The clash between Walt Disney and activist investor Nelson Peltz intensified as the hedge fund manager asserted that his nominees for the entertainment giant's board of directors were better equipped to navigate the post-CEO Bob Iger era than the current members. Disney scheduled the shareholder meeting for April 3, providing investors an opportunity to influence the company's future direction.
Despite Disney's assurance that Iger, 72, will depart by the end of 2026, Peltz remains dissatisfied, advocating for cost-cutting measures, a profitable streaming business, improved movie studio performance, and enhanced succession planning.
Peltz, an octogenarian billionaire, emphasized in a letter to investors that Disney's "strategic missteps" can be attributed to its board. Trian Fund Management, Peltz's firm, filed a regulatory statement proposing the replacement of Disney directors Michael Froman and Maria Elena Lagomasino with Peltz and former Disney CFO Jay Rasulo. Trian argued that, based on Disney's criteria, Froman and Lagomasino lack essential skills in succession planning, media, entertainment, and strategic transformation, while Peltz and Rasulo possess expertise in all crucial areas aligning with Disney's strategy.
In response, Disney released a statement endorsing its 12 nominees as the most qualified to generate shareholder value, urging investors to reject Trian's candidates. Disney contended that Peltz lacks media experience and has not presented strategic ideas, labeling Rasulo's perspective as "stale" since his departure in 2015.
Moreover, Disney distanced itself from the three board candidates proposed by Blackwells Capital, another investor generally supportive of Iger's cost-cutting efforts. Disney argued that Blackwells' nominees lack the necessary talent, skill, or expertise for driving growth.

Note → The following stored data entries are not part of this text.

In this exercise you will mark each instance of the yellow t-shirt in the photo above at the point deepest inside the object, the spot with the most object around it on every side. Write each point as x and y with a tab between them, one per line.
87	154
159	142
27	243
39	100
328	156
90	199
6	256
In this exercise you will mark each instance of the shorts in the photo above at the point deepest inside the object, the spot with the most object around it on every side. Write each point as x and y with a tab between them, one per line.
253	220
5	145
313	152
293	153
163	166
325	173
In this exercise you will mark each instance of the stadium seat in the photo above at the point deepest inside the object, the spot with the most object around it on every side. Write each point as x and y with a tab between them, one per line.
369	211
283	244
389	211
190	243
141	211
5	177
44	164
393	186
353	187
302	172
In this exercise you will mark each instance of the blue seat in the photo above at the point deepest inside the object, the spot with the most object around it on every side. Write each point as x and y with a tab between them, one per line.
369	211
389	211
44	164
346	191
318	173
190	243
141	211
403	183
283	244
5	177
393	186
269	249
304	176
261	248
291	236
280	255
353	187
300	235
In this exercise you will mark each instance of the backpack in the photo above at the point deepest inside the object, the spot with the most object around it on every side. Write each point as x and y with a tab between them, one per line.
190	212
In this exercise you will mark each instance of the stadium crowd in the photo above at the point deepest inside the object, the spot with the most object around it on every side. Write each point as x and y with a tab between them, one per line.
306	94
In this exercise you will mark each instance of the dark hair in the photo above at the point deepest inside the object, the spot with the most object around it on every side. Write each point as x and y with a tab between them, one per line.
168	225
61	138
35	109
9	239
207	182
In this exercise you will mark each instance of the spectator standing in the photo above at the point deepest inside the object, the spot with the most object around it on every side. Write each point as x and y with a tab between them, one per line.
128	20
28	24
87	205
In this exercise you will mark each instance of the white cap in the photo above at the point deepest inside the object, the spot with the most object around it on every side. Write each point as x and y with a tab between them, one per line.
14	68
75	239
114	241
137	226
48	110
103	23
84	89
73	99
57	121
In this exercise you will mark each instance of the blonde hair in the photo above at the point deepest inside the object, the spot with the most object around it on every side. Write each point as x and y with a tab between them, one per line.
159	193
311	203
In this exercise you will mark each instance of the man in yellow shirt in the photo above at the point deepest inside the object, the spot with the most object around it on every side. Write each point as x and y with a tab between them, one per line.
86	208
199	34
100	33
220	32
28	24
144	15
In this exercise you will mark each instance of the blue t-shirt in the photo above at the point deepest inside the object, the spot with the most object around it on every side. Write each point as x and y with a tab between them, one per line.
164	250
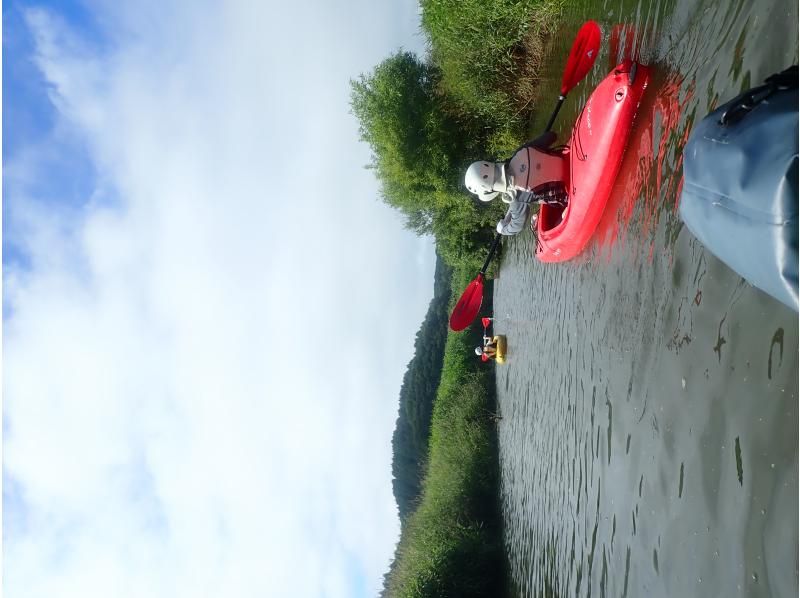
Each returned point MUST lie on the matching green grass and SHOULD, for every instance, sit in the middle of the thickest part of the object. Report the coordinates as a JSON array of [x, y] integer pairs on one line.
[[452, 543], [490, 53]]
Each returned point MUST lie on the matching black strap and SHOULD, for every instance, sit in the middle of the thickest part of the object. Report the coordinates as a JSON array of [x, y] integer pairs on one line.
[[743, 104]]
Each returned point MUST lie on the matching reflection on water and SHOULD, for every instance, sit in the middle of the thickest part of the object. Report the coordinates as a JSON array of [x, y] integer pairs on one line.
[[649, 404]]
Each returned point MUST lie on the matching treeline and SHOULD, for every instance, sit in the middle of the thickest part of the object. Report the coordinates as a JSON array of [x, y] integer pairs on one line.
[[420, 382], [452, 544], [426, 119]]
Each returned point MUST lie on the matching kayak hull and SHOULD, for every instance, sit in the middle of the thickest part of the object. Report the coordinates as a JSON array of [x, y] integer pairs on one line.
[[595, 152]]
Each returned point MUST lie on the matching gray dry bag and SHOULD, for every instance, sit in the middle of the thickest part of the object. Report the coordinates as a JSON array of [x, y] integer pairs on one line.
[[740, 185]]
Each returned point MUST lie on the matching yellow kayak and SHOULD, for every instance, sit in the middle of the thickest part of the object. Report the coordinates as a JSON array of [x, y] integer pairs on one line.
[[500, 342]]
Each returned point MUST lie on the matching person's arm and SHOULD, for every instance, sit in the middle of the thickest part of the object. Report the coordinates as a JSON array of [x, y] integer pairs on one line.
[[543, 141], [515, 218]]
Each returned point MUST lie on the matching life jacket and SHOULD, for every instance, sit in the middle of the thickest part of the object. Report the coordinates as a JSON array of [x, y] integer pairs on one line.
[[531, 169]]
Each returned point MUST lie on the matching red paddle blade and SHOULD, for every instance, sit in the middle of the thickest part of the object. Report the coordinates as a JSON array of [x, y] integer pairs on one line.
[[468, 306], [582, 56]]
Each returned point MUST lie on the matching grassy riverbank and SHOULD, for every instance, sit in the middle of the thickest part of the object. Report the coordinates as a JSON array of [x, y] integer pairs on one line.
[[452, 543], [425, 119]]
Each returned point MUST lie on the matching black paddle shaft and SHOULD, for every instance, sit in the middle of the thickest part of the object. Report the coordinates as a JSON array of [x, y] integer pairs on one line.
[[489, 257], [555, 113]]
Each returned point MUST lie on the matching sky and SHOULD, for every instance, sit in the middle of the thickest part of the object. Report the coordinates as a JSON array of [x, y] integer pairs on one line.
[[207, 310]]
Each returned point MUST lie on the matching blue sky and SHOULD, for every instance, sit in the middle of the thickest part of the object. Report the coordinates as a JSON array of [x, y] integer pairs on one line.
[[207, 309]]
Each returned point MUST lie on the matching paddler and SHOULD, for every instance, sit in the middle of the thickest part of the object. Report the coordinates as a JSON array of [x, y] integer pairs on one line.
[[532, 175]]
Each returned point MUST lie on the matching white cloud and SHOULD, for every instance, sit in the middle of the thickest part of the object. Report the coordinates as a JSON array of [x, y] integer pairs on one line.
[[202, 363]]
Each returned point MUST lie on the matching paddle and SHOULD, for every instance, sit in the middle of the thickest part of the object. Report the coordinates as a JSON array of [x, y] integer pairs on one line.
[[581, 58], [470, 303]]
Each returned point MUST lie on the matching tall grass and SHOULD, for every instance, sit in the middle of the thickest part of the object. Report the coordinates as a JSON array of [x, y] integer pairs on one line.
[[490, 53]]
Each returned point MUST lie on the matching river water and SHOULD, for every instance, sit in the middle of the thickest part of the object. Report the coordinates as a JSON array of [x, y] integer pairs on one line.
[[649, 431]]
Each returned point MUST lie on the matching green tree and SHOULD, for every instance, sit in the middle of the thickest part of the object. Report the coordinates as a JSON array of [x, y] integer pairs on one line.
[[420, 150]]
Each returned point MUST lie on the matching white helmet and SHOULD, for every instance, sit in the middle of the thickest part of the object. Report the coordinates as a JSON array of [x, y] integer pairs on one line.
[[481, 178]]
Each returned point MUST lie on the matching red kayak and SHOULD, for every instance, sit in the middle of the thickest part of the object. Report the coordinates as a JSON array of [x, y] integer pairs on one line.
[[595, 154]]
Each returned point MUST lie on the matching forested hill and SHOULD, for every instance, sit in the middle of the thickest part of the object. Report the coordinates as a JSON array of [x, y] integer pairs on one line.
[[420, 383]]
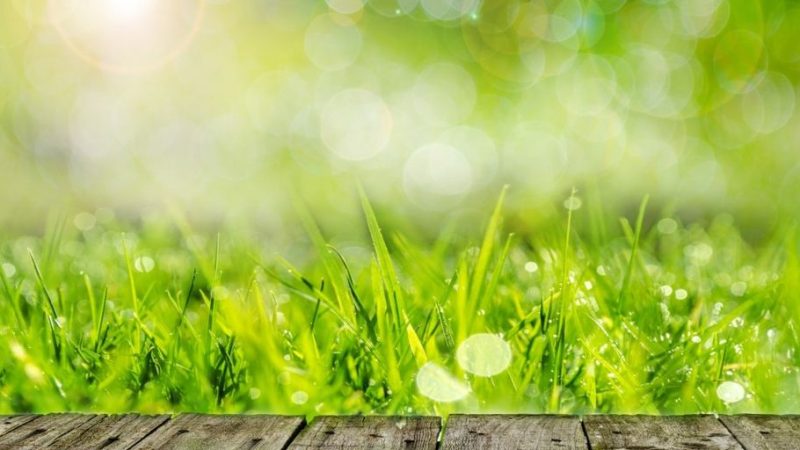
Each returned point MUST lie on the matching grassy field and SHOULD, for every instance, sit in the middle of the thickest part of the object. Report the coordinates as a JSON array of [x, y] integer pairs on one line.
[[575, 317]]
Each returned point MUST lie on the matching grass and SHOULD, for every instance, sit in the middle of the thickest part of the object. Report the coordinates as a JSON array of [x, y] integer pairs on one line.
[[652, 318]]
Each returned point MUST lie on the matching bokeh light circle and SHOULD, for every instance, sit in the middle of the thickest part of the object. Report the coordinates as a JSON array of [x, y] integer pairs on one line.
[[437, 384], [355, 124], [332, 45]]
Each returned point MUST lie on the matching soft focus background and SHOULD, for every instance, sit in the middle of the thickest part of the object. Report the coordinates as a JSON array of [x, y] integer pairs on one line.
[[226, 110]]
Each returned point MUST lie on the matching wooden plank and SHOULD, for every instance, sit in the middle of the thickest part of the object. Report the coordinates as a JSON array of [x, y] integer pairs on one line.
[[371, 432], [42, 431], [519, 432], [765, 432], [658, 432], [223, 432], [8, 423], [110, 432]]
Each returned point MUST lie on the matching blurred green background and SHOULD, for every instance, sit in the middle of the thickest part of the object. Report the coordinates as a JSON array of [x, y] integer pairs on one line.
[[228, 110]]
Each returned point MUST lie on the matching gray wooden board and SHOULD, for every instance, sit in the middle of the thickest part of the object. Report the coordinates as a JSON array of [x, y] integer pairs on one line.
[[42, 431], [8, 423], [369, 432], [223, 432], [109, 432], [523, 432], [765, 432], [658, 432]]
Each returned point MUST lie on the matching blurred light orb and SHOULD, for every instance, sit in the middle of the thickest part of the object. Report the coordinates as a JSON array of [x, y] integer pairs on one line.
[[738, 56], [127, 36], [144, 264], [730, 392], [436, 383], [588, 88], [332, 45], [477, 147], [770, 105], [449, 9], [128, 10], [484, 354], [84, 221], [437, 174], [345, 6], [444, 94], [355, 124], [393, 8], [299, 397]]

Disney sought to address concerns about its succession planning in an updated proxy filed with the U.S. Securities and Exchange Commission. The company detailed extensive engagement with its largest shareholders, holding nearly 100 conversations about leadership succession. The succession planning committee convened six times in the previous year, adding James Gorman, a former Morgan Stanley CEO experienced in CEO succession processes, to its board and the committee tasked with finding Iger's replacement. Reports from advisors and a search firm regarding potential CEO candidates have also been received by the board.